A resposta encaixava-se tão mal com a pergunta que as gargalhadas recomeçaram. O senhor Roberto gritou, vermelho de cólera:
- Está zombando de mim?
- Sineiro na catedral de Notre-Dame - respondeu Quasímodo, achando que deveria dizer ao juiz sua profissão.
- Sineiro! - repetiu o juiz-mor, que havia acordado naquela manhã bem mal-humorado, de modo que sua fúria não tinha necessidade de ser provocada por tão estranhas respostas. - Sineiro! Farei com que lhe apliquem muitos golpes de varas nas costas, está escutando?
- Se é minha idade que quer saber - disse Quasímodo -, farei vinte anos no dia de São Martin.
Aquilo foi demais e Roberto d'Estouteville não conseguiu se conter:
- Você está zombando da corte, miserável! Sargentos, levem este palhaço ao pelourinho da Praça da Greve e apliquem nele uma surra durante uma hora. Ele irá me pagar!

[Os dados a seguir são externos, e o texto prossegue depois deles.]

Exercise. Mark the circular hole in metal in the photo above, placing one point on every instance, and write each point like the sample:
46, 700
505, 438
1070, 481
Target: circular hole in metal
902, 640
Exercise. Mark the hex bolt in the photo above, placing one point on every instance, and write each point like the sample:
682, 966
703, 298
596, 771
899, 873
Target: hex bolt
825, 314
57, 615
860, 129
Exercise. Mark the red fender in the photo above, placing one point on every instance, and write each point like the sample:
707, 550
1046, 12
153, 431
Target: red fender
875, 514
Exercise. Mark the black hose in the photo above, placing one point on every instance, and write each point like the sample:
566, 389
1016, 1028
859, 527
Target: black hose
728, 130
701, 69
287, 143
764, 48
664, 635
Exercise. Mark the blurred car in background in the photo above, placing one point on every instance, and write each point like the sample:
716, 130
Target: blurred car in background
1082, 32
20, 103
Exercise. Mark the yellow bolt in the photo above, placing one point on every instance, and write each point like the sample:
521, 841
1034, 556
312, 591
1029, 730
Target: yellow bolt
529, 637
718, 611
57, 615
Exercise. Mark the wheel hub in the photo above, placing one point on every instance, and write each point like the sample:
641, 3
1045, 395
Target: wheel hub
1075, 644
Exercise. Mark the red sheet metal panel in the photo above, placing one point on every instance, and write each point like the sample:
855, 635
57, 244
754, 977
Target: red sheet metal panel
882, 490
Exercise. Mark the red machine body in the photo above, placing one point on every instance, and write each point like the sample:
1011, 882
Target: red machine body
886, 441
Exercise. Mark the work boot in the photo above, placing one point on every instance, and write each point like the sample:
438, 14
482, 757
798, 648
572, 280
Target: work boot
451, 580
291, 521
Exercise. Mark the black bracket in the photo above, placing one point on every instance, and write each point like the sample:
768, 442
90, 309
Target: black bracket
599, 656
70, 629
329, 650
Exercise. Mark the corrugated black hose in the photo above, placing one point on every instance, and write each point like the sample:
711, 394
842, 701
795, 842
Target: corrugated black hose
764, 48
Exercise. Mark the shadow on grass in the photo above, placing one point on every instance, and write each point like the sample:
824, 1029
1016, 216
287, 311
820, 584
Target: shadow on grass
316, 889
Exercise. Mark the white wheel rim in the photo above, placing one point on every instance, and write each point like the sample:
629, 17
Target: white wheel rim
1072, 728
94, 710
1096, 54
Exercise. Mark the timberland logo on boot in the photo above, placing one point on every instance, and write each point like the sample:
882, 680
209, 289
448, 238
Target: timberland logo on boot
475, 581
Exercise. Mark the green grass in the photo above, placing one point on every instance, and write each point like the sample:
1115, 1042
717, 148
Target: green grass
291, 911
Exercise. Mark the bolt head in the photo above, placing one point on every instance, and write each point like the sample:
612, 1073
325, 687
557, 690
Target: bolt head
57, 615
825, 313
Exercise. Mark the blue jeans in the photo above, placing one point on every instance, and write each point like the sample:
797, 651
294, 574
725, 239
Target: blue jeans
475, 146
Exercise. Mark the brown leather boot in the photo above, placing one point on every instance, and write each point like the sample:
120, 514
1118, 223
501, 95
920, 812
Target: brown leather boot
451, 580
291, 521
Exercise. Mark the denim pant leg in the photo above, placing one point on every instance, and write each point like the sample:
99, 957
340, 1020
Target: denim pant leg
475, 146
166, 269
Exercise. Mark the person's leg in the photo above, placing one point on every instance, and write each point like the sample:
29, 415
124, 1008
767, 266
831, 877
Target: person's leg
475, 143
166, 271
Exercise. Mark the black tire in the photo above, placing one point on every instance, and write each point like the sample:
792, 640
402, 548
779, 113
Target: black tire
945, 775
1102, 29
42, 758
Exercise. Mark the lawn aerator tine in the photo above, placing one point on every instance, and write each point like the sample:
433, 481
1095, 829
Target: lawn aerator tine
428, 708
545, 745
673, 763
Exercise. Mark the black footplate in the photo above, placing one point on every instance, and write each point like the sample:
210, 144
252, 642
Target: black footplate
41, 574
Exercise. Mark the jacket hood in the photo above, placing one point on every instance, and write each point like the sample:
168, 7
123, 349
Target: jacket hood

O escrevente em poucos minutos redigiu o veredicto, contudo, no momento em que o senhor Florian Bardebienne lia a sentença para assiná-la, o escrivão sentiu-se comovido e teve piedade do pobre condenado. Assim, na esperança de obter alguma diminuição na pena, aproximou-se tanto quanto possível da orelha do ouvidor e disse-lhe, apontando Quasímodo:
- Este homem é surdo.
Esperava ele que tal coincidência de enfermidade despertasse o interesse do senhor Florian a favor do condenado. Mas, em primeiro lugar, já observamos que o ouvidor não se incomodava com o fato de as pessoas perceberem sua surdez. Além disso, ele era tão surdo que não compreendeu uma só palavra que o escrevente lhe disse. No entanto, quis dar a impressão de entender e respondeu:
- Ah, então é diferente. Eu não sabia disso. Neste caso, que fique uma hora a mais no pelourinho!
E assinou a sentença assim modificada.